To make them go, just say you already have a hotel booked – that usually keeps them away! 

b) by speedboat 
A much better – albeit more expensive – way to get to Lembongan is by speedboat. They used to be ridiculously expensive – and some still are – but there are some good operators which offer reasonable prices and don’t try to rip you off. 

The best operator in my view is rockyfastcruise. They seem to be a professional set-up, the ticket price is reasonable, the boat has life-jackets, and – always a good sign - the owner – whom I met in Lembongan - seems a decent chap. Best of all, the speedboat is much faster than the public boat, taking only 30 minutes or so to reach Lembongan. 

One tip: make sure you know the speedboat’s destination in Lembongan.

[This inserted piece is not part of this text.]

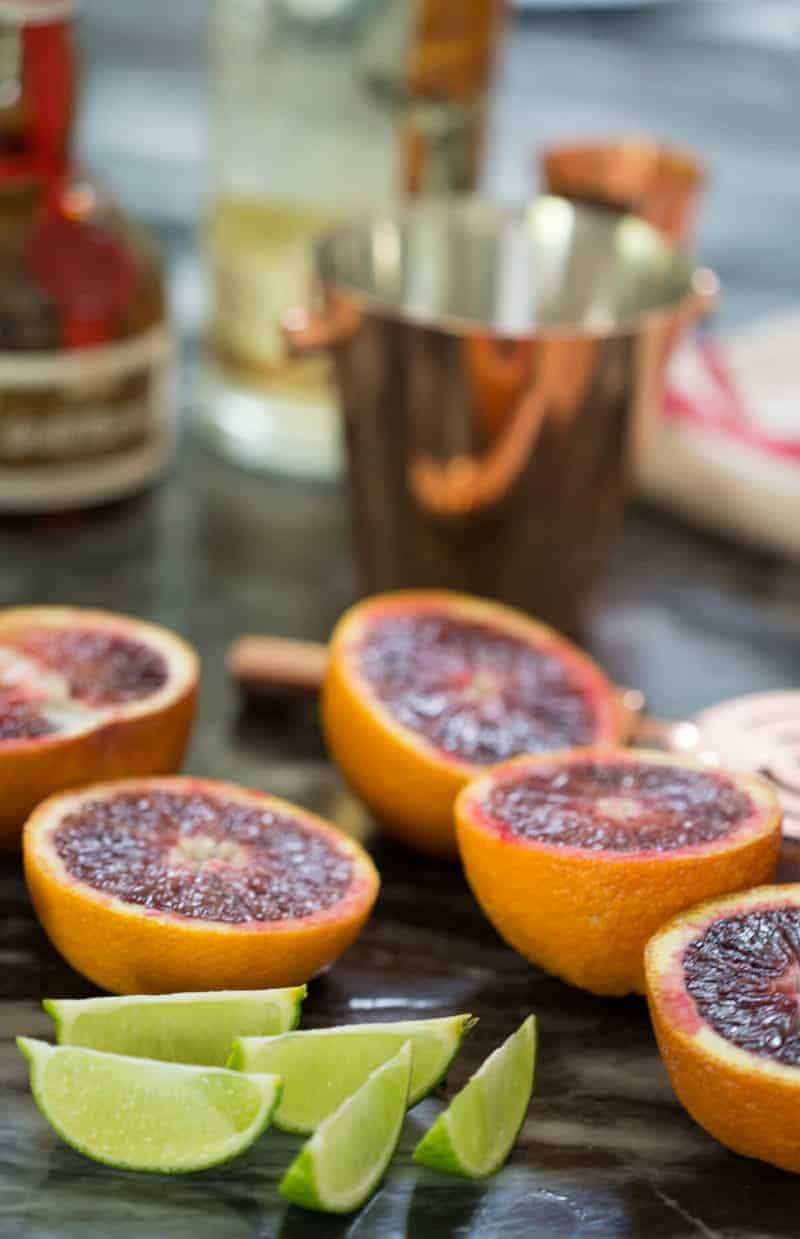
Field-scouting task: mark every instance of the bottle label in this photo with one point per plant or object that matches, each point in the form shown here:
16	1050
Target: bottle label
88	425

Not all of them go to Jungutbatu – our one went to Mushroom Beach (see below) and we had to walk an hour or so to reach our hotel in Jungutbatu! 

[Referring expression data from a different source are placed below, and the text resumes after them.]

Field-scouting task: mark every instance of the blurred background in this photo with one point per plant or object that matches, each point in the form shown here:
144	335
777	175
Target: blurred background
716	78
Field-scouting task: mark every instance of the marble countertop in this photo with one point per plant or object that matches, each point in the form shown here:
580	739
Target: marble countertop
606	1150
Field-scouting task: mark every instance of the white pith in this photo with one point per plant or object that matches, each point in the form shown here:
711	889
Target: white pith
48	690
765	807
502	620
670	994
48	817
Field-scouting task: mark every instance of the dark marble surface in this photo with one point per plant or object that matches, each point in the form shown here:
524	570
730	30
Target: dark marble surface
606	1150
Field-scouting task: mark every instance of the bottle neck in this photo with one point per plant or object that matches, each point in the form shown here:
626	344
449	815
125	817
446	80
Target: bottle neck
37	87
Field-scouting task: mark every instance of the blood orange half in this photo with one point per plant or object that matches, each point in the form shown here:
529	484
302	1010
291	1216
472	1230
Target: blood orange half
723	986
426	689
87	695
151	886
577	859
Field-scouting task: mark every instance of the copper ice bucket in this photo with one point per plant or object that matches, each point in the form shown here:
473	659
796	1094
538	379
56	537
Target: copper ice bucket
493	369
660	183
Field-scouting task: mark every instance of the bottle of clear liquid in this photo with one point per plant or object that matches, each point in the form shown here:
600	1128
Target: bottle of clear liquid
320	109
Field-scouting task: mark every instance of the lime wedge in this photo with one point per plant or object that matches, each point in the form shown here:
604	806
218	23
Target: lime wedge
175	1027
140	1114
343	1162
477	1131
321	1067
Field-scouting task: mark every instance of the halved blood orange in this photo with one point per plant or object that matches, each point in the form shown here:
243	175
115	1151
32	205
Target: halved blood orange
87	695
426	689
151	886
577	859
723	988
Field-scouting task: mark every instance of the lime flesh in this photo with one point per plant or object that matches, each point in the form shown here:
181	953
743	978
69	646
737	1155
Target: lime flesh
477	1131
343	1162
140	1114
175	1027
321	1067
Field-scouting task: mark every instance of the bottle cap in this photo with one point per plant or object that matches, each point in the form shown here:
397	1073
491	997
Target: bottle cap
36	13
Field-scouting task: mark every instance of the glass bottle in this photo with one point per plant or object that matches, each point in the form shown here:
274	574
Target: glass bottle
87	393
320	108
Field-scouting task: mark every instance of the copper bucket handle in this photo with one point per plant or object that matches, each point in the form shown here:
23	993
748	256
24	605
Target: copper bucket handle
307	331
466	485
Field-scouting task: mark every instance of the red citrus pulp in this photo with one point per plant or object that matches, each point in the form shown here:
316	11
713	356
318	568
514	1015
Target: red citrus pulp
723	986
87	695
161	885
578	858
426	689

Staying overnight in Sanur 
If you need to spend the night in Sanur (to avoid a frantic hurry to the boat ticket locket in the morning for instance), there are a number of accommodations on Jalan Hang Tua. 

One of the cheap and popular places is the Watering Hole (Jalan Hang Tua No. 35-37). It’s not great and the service is pretty awful, but for one night, well it’s okay. 

Places to stay in Jungutbatu, Lembongan Island 
There are plenty of cheap places to stay in Jungutbatu (around Rp200,000++ a night). Some have gone “upmarket” in recent years and even added swimming pools, reflecting the island’s increasing popularity (it isn’t only the surfers who come here anymore). 

The general rule is that the further you walk up the beach (to the north), the cheaper the accommodations are. Many of the hotels tell you they only have one room left. But don’t be fooled by this ruse. It’s the oldest trick in the book and they are simply trying to get you committed to making a quick decision to stay at their hotel. 

One of the best value places to stay in Lembongan is Agung’s shipwreck. They have smallish but nice rooms with AC and the food is pretty good too. Pay around Rp200,0000-Rp250,000/night. Bargain if off-season. 

Next to Agung’s is a place called Linda’s. Some people like it but it does have a bit of a “clique” feel to it. Weird. When you first arrive at Jungutbatu you might feel that Lembongan doesn’t live up to your expectations as a “perfect paradise island”. This is because the whole of the bay at Jungutbatu is used by seaweed farmers as the tides go very far out, giving the place a sort of “aqua-farming” feel to it.

seaweed farming at Jungutbatu, Lembongan Island 

But if you’re prepared to get off your backside, you’ll be able to see some very nice beaches in Lembongan. You can walk, rent a bicycle (Rp25,000/day) and even rent a motorcycle (Rp50,000/day). 

Don’t worry about someone nicking your bike – there is no theft in Lembongan! 

Places to go 

Mangrove Just go north from Jungut Batu until you reach the mangroves. Best to go by bicycle or motorcycle as it’s quite a way. It is possible to snorkel from the beach but it’s a very long way out! 

Mushroom Bay

Mushroom Beach/Bay 
 
The wonderful sandy beach at Mushroom Bay is a good 2kms (30 minutes) walk away (walk to the end of the Jungutbatu strip and follow the path around, go past two coves, and you’re there). A great place to relax and, if conditions are supportive, snorkel. But be careful though as Lembongan is known for its strong currents! 

Dream Beach 
Not so far away from Mushroom Bay, on the southern coast, is the very nice Dream Beach. Follow signs and/or ask people for directions. Don’t be tempted to jump in the sea for a swim though – the rips here can be very strong! 

Sunset Beach (adjacent to Devil's Tear) 
Another great place to relax. Same problem with Dream Beach though – it’s too dangerous to swim here. Indeed, that really is the biggest drawback in Lembongan – it’s no good at all for swimming. However, the spectacular waves crashing into rocks at one end of the beach – the ominously named “Devil's Tear” – are a sight to behold!

Devil's Tear 

All in all, a rugged and thoroughly interesting island, well worth a visit. 

Things to do 
Surf, snorkel (caution advised!), sunbathe, dive (with dive operator), cliff dive (at Ceningan Island), walk, cycle, read, recuperate, collect shells, take photos etc.